Por otro lado, hemos observado que las y los jóvenes ya no se identifican con el trabajo agrícola por múltiples razones, entre las que están que: es el trabajo más duro pero el menos reconocido y peor pagado; se ha impuesto la idea de que lo rural es “atrasado” y que el desarrollo está en las ciudades; la migración aparece como salida frente a la falta de oportunidades. Los bajos ingresos por las labores agrícolas desincentivan ocupar el campo. También se suman riesgos climáticos, inseguridad en la propiedad de la tierra y la continuación del despojo.
Nuevamente, las soluciones no son blanco o negro, sino diversas, con una visión holística. No se trata de abandonar la agroecología ni dejar de trabajar por un desarrollo local endógeno. Pero eso tampoco puede hacer olvidarnos de los problemas estructurales más profundos como es esa injusta distribución de la tierra. Tampoco se trata de pensar que una Reforma Agraria como la que se intentó implementar en los años 50 —y que fue truncada por la contrarrevolución de 1954— resolvería todo por sí sola. No basta tener tierra y que esté legalmente reconocida la propiedad, sino que también es necesario desarrollar capacidades técnicas, organizativas y de logística para que la producción beneficie a las y los productores.
Justamente en estos días leímos un artículo sobre la Conferencia Internacional sobre Reforma Agraria y Desarrollo Rural que se celebró en Colombia, donde gobiernos, movimientos campesinos y pueblos indígenas debaten una pregunta fundamental: la tierra, ¿para quién y para qué? Desde organizaciones como La Vía Campesina se ha afirmado con claridad que “las reformas agrarias deben estar basadas en la soberanía alimentaria y la agroecología”. Entre los datos que brindaron están que el sector de la agricultura familiar, campesina e indígena —que es el principal productor de alimentos sanos— cuenta solamente con alrededor del 12 % de la tierra disponible.
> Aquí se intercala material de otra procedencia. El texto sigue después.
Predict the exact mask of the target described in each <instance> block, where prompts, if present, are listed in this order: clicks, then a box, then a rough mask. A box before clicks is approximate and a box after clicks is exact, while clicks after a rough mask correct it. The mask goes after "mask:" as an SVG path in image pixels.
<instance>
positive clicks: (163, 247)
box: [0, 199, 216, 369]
Este contraste —entre quienes alimentan y quienes controlan la tierra— es el corazón del debate agrario actual.
Entonces, la pregunta vuelve: ¿es suficiente promover huertos familiares, parcelas agroecológicas, proyectos locales sin tocar las estructuras de poder sobre la tierra? O ¿no estaremos, como se ha preguntado, administrando la pobreza en vez de transformarla?
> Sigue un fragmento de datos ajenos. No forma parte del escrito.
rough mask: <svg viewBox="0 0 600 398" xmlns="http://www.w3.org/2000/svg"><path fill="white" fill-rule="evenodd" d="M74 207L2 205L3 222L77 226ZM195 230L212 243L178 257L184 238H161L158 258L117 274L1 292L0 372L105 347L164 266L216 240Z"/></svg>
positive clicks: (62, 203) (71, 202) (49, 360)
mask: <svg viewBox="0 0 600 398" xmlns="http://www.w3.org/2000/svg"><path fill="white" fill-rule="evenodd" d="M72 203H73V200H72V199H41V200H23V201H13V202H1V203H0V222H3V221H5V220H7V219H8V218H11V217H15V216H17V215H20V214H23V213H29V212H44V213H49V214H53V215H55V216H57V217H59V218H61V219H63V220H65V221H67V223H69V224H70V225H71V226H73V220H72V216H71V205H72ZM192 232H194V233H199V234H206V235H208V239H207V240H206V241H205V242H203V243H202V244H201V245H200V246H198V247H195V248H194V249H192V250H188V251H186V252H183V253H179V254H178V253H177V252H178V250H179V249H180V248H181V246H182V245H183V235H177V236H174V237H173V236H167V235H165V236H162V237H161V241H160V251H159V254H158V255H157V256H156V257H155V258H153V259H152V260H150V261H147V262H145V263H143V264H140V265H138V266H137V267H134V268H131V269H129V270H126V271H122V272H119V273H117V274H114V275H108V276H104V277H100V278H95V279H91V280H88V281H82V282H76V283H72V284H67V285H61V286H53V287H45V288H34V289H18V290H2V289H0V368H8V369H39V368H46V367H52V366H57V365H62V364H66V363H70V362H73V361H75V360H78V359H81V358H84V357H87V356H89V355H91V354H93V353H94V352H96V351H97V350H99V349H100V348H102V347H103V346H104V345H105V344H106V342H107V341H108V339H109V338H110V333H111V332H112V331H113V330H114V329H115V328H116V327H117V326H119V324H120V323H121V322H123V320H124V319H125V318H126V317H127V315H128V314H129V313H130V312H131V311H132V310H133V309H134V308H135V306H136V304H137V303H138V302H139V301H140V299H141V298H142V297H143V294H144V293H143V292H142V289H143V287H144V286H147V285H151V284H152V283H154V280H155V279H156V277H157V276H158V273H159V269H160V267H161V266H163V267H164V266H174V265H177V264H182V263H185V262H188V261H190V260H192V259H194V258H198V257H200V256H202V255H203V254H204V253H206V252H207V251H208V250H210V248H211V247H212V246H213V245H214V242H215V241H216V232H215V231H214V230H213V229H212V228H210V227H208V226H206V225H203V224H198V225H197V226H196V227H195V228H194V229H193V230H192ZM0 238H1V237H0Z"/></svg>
Necesitamos articular propuestas que unan la economía familiar rural, la justicia territorial, el acceso equitativo a la tierra, políticas públicas integrales y la protección de los bienes comunes: agua, semillas, biodiversidad. Esto implica asegurar que las comunidades y los pueblos tengan seguridad sobre sus tierras y puedan decidir sobre sus territorios; promover una producción agrícola que aporte a la seguridad alimentaria de la mayoría y no sirva únicamente para el enriquecimiento de minorías; ampliar la agroecología como propuesta desde los territorios; crear incentivos para que las juventudes vean opciones de vida desde lo agrícola, apoyándoles con acceso a tierra, financiamiento, formación técnica y oportunidades laborales dignas.
Si la tierra continúa concentrada, si el modelo agroexportador sigue dominando sin considerar la seguridad alimentaria y justicia social, si la juventud rural sigue migrando porque no ve futuro en el campo y en el país, entonces sí estaremos “jugando de comidita”.
Pero si los procesos locales se articulan con una visión más amplia de justicia agraria, si colocamos en el centro la soberanía alimentaria y la dignidad de quienes trabajan la tierra, entonces los pequeños huertos pueden ser pasos para la transformación.
La pregunta, al final, no es sólo técnica; es también política y ética: ¿queremos un campo al servicio del mercado global o un campo al servicio de la vida?